The dirt had incorporated itself so completely into the canvas that even the most
ingenious chemical operation couldn’t get it out. But the laces were clean, mysteriously
clean. Wasn’t it strange they should be so white? Thinking about the shoelaces I asked
her if her friend was still incommunicado. “Which friend, Lena? So many of them are
incommunicado, an infernal crisis. We need money, people, everything. I almost lose
my mind with the tons of urgent things that need attention. But what can you do without
yenom, what? Even so, I don’t lose my faith.

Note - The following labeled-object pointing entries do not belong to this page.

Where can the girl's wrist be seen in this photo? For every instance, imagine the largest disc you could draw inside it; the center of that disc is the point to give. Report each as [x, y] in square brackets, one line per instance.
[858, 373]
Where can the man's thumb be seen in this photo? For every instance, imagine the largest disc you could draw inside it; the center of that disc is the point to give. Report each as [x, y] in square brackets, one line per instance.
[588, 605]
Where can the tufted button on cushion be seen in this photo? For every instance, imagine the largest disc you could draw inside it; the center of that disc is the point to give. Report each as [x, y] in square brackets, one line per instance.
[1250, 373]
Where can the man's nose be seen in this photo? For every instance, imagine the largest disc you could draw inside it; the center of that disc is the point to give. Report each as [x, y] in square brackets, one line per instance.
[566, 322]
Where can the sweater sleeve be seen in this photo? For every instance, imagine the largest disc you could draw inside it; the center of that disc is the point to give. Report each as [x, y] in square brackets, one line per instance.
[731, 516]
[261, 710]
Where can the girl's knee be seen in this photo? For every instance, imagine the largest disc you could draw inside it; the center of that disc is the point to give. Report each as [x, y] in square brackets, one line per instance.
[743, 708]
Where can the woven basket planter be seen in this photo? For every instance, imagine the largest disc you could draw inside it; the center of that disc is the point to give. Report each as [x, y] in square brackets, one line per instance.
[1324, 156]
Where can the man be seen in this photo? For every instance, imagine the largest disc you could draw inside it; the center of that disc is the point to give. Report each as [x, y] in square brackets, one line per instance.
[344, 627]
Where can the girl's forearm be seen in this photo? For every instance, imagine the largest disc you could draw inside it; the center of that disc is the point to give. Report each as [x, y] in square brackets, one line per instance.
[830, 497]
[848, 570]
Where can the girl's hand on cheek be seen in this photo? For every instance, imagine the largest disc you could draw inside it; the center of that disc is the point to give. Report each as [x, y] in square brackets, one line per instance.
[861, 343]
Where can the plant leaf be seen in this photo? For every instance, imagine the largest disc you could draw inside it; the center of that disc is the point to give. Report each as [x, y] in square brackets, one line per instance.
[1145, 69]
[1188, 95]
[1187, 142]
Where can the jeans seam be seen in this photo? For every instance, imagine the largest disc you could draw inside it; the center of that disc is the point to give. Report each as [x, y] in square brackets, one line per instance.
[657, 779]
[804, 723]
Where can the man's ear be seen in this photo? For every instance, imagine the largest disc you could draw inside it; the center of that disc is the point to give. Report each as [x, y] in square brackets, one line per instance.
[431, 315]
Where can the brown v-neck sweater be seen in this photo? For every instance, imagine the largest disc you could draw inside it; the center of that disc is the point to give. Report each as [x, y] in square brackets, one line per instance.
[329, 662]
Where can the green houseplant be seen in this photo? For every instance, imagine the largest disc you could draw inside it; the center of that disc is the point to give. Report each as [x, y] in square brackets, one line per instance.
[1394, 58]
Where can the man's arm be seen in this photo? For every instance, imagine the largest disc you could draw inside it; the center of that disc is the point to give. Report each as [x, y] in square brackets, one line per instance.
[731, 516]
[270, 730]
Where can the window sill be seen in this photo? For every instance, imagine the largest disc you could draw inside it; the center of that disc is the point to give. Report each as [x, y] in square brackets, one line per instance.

The structure for revolution is completely
intact, all we have to do is connect the little motor—us—with the central motor.”
She stood up and with her air of a political rally paced to and fro, holding forth
on the difficulties of organizing the workers, the great majority of whom were habituated
to servitude, misery, the inheritance
transmitted through generations of conformity. “Their fear, Lena. Fear of assuming
responsibility, it’s shitty enough to make you cry. We have a good group ready for
whatever happens, the problem is with the older ones and the intellectuals. Only about
half a dozen are worth anything. The rest sign their little manifestos, hold their
secret meetings, the secret smile of the Mona Lisa, glass in hand. Big deal.” I looked
at the glass she was clutching as energetically as an athlete carrying the baton in
a relay race. When Ana Clara takes hold of a glass, she raises her little finger with
the refinements of a truck driver at a wedding party but Lião closes her fist and
digs in her nails, that is, the places where her nails should have been. Better to
bite them all off, imagine her bothering to cut them. I returned to the shoelaces:
but why were they alone clean? Lião stopped talking and stared at me like someone
who has lost his way in the forest, made an enormous circle and suddenly discovered
that he is back where he started. Sitting down on the floor, she took out a cigarette
and rolled it between her fingers. “My friends are all in jail, I could be arrested
when I walk out of here—” she began softly. “Manuela is in a mental hospital, crazy,
and Jaguaribe is dead. And you worry about my shoelaces.”